7 Niedziela zwykła – Łk 6, 27-38

Jezus powiedział do swoich uczniów: «Powiadam wam, którzy słuchacie: Miłujcie waszych nieprzyjaciół; dobrze czyńcie tym, którzy was nienawidzą; błogosławcie tym, którzy was przeklinają, i módlcie się za tych, którzy was oczerniają. Jeśli cię kto uderzy w policzek, nadstaw mu i drugi. Jeśli zabiera ci płaszcz, nie broń mu i szaty. Dawaj każdemu, kto cię prosi, a nie dopominaj się zwrotu od tego, który bierze twoje. Jak chcecie, żeby ludzie wam czynili, podobnie wy im czyńcie. Jeśli bowiem miłujecie tych tylko, którzy was miłują, jakaż za to należy się wam wdzięczność? Przecież i grzesznicy okazują miłość tym, którzy ich miłują. I jeśli dobrze czynicie tym tylko, którzy wam dobrze czynią, jaka za to należy się wam wdzięczność? I grzesznicy to samo czynią. Jeśli pożyczek udzielacie tym, od których spodziewacie się zwrotu, jakaż za to należy się wam wdzięczność? I grzesznicy pożyczają grzesznikom, żeby tyleż samo otrzymać. Wy natomiast miłujcie waszych nieprzyjaciół, czyńcie dobrze i pożyczajcie, niczego się za to nie spodziewając. A wasza nagroda będzie wielka i będziecie synami Najwyższego; ponieważ On jest dobry dla niewdzięcznych i złych. Bądźcie miłosierni, jak Ojciec wasz jest miłosierny. Nie sądźcie, a nie będziecie sądzeni; nie potępiajcie, a nie będziecie potępieni; odpuszczajcie, a będzie wam odpuszczone. Dawajcie, a będzie wam dane; miarę dobrą, ubitą, utrzęsioną i wypełnioną ponad brzegi wsypią w zanadrza wasze. Odmierzą wam bowiem taką miarą, jaką wy mierzycie».

 

„Poziom” wyżej.

 

Kiedy spotykamy kogoś, kto jest nam przeciwny, zły wobec nas, najczęściej taką osobę zwyczajnie jak się da, to się ignoruje, omija, unika. To normalna rzeczywistość i pewnie wielu zwyczajnie by mi teraz przyklasnęło i w ogóle nie brało innej opcji pod uwagę.

A jest inna opcja?

Pismo św. ukazuje szereg zachowań, które powinny towarzyszyć człowiekowi, w szczególności chrześcijaninowi, w sytuacjach konfrontacji z tzw. nieprzyjacielem. 

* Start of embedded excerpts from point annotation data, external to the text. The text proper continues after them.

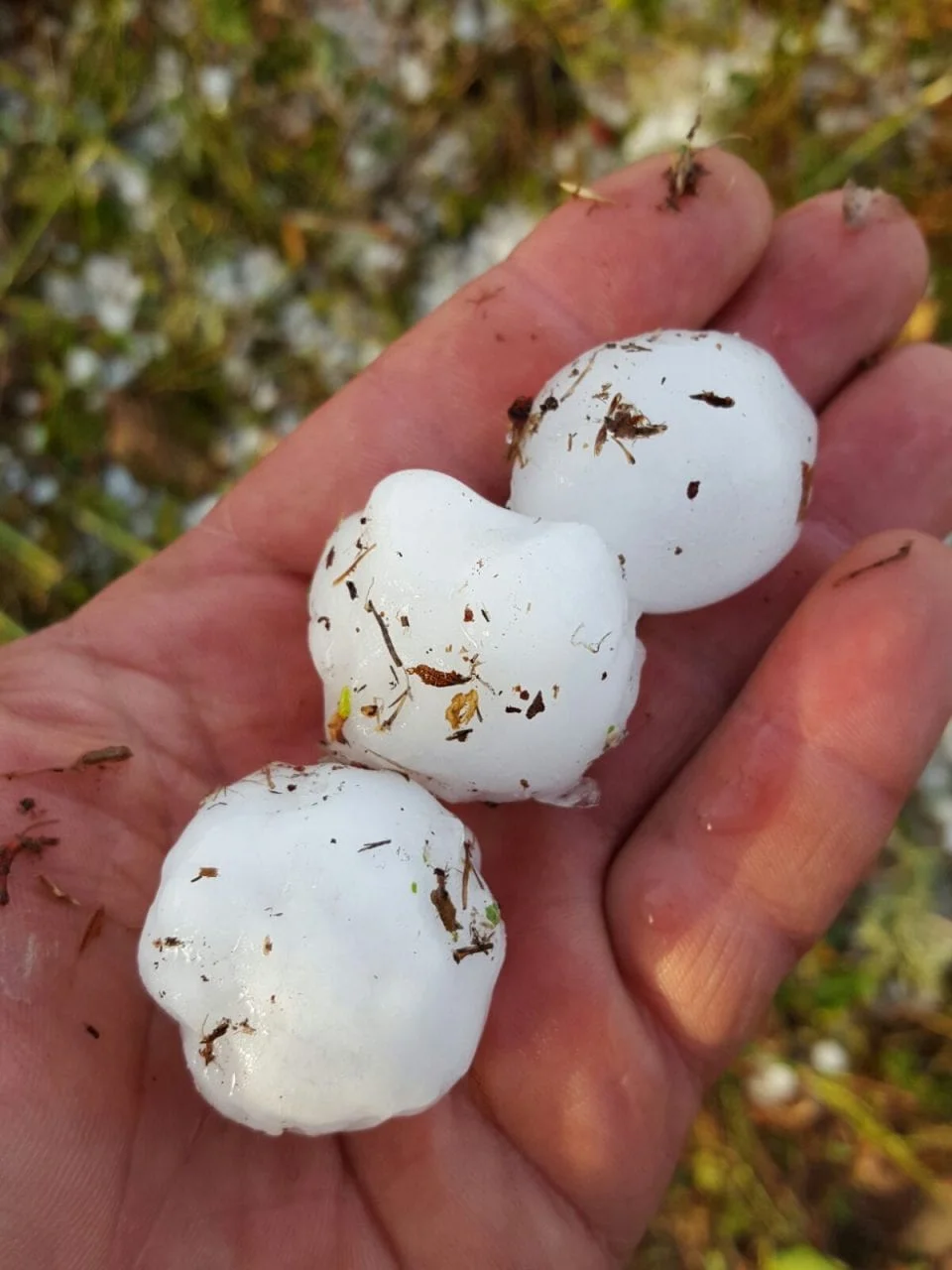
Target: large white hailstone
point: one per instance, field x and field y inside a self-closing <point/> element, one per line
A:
<point x="329" y="947"/>
<point x="688" y="451"/>
<point x="485" y="654"/>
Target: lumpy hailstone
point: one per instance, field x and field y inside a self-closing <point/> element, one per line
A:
<point x="688" y="451"/>
<point x="327" y="944"/>
<point x="486" y="654"/>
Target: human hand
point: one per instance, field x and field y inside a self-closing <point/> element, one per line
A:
<point x="645" y="937"/>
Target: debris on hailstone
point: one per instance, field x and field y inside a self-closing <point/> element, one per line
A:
<point x="485" y="654"/>
<point x="327" y="944"/>
<point x="688" y="451"/>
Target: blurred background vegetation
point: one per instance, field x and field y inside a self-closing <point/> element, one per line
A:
<point x="213" y="212"/>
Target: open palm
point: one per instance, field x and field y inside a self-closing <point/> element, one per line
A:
<point x="647" y="935"/>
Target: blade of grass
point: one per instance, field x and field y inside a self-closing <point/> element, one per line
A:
<point x="842" y="1101"/>
<point x="881" y="132"/>
<point x="112" y="535"/>
<point x="42" y="570"/>
<point x="60" y="193"/>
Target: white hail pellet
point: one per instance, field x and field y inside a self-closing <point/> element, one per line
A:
<point x="326" y="942"/>
<point x="485" y="654"/>
<point x="688" y="451"/>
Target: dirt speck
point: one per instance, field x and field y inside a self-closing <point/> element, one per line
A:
<point x="712" y="399"/>
<point x="537" y="706"/>
<point x="444" y="906"/>
<point x="806" y="488"/>
<point x="684" y="173"/>
<point x="625" y="422"/>
<point x="898" y="554"/>
<point x="206" y="1048"/>
<point x="436" y="679"/>
<point x="462" y="708"/>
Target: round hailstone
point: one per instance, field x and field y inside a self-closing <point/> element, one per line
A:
<point x="327" y="944"/>
<point x="688" y="451"/>
<point x="483" y="653"/>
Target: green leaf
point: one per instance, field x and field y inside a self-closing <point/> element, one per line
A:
<point x="227" y="21"/>
<point x="802" y="1259"/>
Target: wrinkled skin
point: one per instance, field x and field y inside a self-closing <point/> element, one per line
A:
<point x="774" y="742"/>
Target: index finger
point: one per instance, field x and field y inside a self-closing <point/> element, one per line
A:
<point x="436" y="398"/>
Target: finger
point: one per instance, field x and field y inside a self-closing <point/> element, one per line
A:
<point x="826" y="296"/>
<point x="438" y="397"/>
<point x="885" y="460"/>
<point x="753" y="849"/>
<point x="887" y="448"/>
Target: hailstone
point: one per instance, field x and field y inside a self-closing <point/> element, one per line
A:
<point x="327" y="944"/>
<point x="485" y="654"/>
<point x="688" y="451"/>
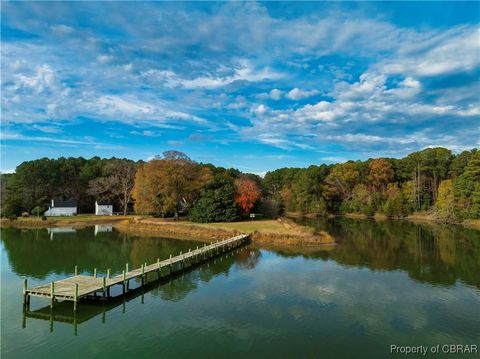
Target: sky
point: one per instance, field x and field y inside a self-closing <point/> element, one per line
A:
<point x="255" y="86"/>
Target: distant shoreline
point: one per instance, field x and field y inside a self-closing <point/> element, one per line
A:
<point x="415" y="218"/>
<point x="281" y="231"/>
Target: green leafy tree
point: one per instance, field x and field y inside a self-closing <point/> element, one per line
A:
<point x="216" y="202"/>
<point x="446" y="200"/>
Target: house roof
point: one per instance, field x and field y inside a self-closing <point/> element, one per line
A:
<point x="66" y="203"/>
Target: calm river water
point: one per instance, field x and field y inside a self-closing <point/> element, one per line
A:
<point x="385" y="283"/>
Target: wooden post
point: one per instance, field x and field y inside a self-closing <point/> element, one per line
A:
<point x="75" y="297"/>
<point x="104" y="285"/>
<point x="25" y="291"/>
<point x="52" y="293"/>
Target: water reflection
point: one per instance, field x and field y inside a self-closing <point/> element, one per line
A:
<point x="172" y="288"/>
<point x="436" y="254"/>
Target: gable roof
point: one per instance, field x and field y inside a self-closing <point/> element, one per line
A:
<point x="67" y="203"/>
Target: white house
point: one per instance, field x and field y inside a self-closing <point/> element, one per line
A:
<point x="103" y="209"/>
<point x="62" y="208"/>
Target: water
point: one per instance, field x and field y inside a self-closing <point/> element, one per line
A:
<point x="385" y="283"/>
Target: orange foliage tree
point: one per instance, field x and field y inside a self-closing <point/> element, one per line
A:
<point x="246" y="194"/>
<point x="166" y="185"/>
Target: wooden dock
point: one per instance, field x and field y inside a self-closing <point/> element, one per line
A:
<point x="81" y="286"/>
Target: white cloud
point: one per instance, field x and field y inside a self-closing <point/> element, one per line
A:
<point x="298" y="94"/>
<point x="276" y="94"/>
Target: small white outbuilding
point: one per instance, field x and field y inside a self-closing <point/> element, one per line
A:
<point x="103" y="209"/>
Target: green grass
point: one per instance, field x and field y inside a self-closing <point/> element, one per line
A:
<point x="263" y="226"/>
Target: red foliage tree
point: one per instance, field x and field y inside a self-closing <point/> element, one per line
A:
<point x="247" y="193"/>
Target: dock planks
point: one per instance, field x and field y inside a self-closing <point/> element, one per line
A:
<point x="80" y="286"/>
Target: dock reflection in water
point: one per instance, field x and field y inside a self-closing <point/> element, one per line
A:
<point x="174" y="287"/>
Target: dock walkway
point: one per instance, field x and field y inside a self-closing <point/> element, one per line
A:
<point x="80" y="286"/>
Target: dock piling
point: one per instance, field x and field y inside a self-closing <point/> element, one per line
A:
<point x="75" y="297"/>
<point x="92" y="287"/>
<point x="52" y="293"/>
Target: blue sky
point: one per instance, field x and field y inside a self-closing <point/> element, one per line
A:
<point x="256" y="86"/>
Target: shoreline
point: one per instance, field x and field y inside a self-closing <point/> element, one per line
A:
<point x="283" y="231"/>
<point x="414" y="217"/>
<point x="279" y="232"/>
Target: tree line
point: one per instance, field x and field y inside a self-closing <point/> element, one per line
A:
<point x="433" y="180"/>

Miłuj – dobrze czyń – błogosław – módl się – nadstaw drugi policzek – oddaj szatę – dawaj każdemu kto prosi – wzajemność.

Za każdym z tych słów stoi konkretna osoba, która to realizuje i konkretna osoba, do której to działanie jest skierowane.

Dlaczego masz nieprzyjaciół? 

Warto sobie odpowiedzieć na to pytanie, szukając powodów, z racji których ktoś wrzucony zostaje w worek takich właśnie ludzie.

Słowo jest zawsze mobilizujące i dziś znów mamy tego konkretny przykład. Mogłoby nam kazać się wycofać, odpuścić, nie robić czegoś, a jednak nie. Stawia przed nami konkretne zadanie – wzywa nas na wyższy level – poziom życia – nie tylko na poziom działania, o którym już wspominałem, ale zachęca nas do miłości i miłosierdzia. To jest zasadnicze przesłanie dzisiejszego fragmentu Ewangelii.

 

DOŚWIADCZENIE:

Szczerze to nie mam konkretnego ponieważ nie mam w swoim życiu takich ludzi. Nie określiłbym dzisiaj nikogo mianem nieprzyjaciela. Może mnie ktoś chwilowo denerwuje. Moż kogoś nie rozumiem. Może mi się czyjeś zachowanie nie podoba. Ale nie mam nikogo, kogo mógłbym nazwać nieprzyjacielem.